Fingerprints are the main handle the public keys are known by, so I don't think it's an "implementation detail" any more than the fact that packages are accessed by their nvr.

The fact that it now accepts the short keyid is because there's just no other way to do it currently - that's ticket #3360, and I didn't want to drag that too into this PR. I brought this mismatch up in the discussions around changing the output to the fingerprint.

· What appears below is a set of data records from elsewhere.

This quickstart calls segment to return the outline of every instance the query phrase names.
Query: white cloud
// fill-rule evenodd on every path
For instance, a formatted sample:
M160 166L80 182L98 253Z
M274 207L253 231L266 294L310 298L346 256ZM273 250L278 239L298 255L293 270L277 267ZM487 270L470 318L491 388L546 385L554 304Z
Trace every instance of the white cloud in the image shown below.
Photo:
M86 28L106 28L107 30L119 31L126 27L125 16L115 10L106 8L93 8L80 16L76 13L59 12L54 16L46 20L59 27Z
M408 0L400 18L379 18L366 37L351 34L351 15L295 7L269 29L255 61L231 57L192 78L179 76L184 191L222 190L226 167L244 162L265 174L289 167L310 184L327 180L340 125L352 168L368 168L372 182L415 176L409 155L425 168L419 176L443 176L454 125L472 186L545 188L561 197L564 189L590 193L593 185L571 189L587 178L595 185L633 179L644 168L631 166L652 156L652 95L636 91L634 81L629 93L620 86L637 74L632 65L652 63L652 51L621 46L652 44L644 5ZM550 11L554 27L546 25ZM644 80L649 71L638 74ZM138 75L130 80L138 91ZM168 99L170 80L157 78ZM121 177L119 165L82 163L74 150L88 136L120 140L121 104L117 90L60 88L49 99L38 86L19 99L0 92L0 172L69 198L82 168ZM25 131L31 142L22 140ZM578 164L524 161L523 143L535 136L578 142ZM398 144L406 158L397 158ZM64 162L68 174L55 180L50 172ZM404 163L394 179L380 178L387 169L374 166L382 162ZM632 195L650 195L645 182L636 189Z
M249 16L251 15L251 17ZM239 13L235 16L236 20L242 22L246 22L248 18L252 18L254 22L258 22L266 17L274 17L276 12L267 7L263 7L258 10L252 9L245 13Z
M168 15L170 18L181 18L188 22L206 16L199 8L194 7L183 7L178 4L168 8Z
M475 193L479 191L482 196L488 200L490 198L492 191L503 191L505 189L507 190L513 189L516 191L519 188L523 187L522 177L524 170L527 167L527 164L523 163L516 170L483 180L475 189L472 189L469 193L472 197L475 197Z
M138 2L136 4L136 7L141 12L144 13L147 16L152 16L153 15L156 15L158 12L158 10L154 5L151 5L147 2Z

The thought of passing rpmPubkey there did occur to me too, but right now there's no pubkey that can be passed there, that road is blocked on the keyring iterator. There are couple of reasons I dislike that: you need to get those keys somewhere, so you need to have the fingerprint/keyid visible on some public API, or you need to do a linear search on an iterator. Which doesn't seem that great either. And deleting stuff you're iterating on gets tricky, although if its iterating the keyring and not the keystore that's not so much an issue. The other thing is that constructing something just to delete it seems kinda strange - and if there's a bug or the key gets malformed, you might no longer be able to delete such a key then.

[pmatilai]

One note here that the rpmRC "mapping" in the PR is super ugly for the NOKEY return. I wonder if we shouldn't just add RPMRC_INVALID for this kind of case, we have these rc's all over the place and this can't be the only one...

[pmatilai]

On a more general note: I think we'll need to accept that there's just so many missing or broken interdependent things around this stuff that we can't hope to land everything in the final shape.

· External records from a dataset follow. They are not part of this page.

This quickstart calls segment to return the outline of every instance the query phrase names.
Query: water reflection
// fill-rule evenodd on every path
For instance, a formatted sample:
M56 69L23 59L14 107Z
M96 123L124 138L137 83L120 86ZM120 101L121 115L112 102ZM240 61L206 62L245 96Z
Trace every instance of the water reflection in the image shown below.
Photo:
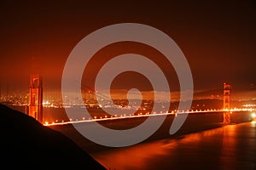
M92 156L109 169L117 170L256 169L256 125L229 125Z

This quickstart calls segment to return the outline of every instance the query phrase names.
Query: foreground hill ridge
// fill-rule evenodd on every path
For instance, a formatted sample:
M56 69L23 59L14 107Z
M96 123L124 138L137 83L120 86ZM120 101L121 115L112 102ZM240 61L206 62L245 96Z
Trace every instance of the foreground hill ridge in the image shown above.
M0 122L2 166L106 169L61 133L2 104Z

The approach in the PR is AFAICS pretty much the best we can do just now (possible bugs and such not counting of course), and that step unlocks further steps.

[ffesti]

Yeah, I am fine with doing things step by step as long as we don't fall into love with the API until we got this all sorted out.

[ffesti]

OK, I just noticed this doesn't actually support passing long keyids or fingerprints. We should probably add that and tests for it.

[pmatilai]

It allows long keyids and fingerprints, but it can't handle them because the keystore doesn't have a way to fetch by them. The keystore needs to move to fingerprints first.

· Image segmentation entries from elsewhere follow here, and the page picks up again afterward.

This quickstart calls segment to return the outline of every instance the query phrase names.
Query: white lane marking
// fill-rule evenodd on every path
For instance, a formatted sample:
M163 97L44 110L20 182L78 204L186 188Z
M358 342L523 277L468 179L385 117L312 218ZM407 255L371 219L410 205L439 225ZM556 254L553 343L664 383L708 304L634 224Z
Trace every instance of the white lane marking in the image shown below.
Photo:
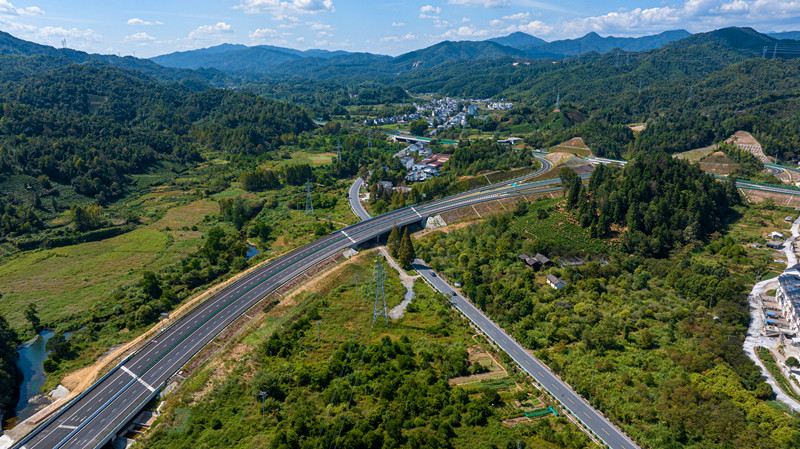
M142 378L141 378L141 377L137 376L136 374L133 374L133 371L129 370L129 369L128 369L128 367L126 367L126 366L121 366L121 367L120 367L120 369L122 369L122 371L125 371L126 373L130 374L130 375L131 375L131 376L132 376L134 379L136 379L136 380L137 380L137 381L138 381L140 384L144 385L144 386L145 386L145 388L147 388L148 390L150 390L150 391L156 391L156 389L155 389L155 388L151 387L151 386L150 386L150 385L149 385L147 382L145 382L144 380L142 380Z
M346 232L344 232L344 229L342 230L342 234L344 234L345 237L349 238L351 242L353 242L353 243L356 242L355 240L353 240L353 237L350 237L349 235L347 235Z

As for the API, I'm not exactly in love with it either, but this is quite literally the key counterpart of rpmErase() - which takes a package N[-V[-R[.A]]]] label and works it from there. And for keys, the fingerprint is that label. I intend us to have a proper public API for the actual keystore eventually, but this allows us to move on with minimum exposed parts at this time.

[ffesti]

Well, just use the last 8 hex bytes (4 of the binary) of the fingerprint / long keyid.

[pmatilai]

It doesn't make sense to try hack around the underlying storage, it would only make for very weird behavior for little benefit. e'll handle this in #3360.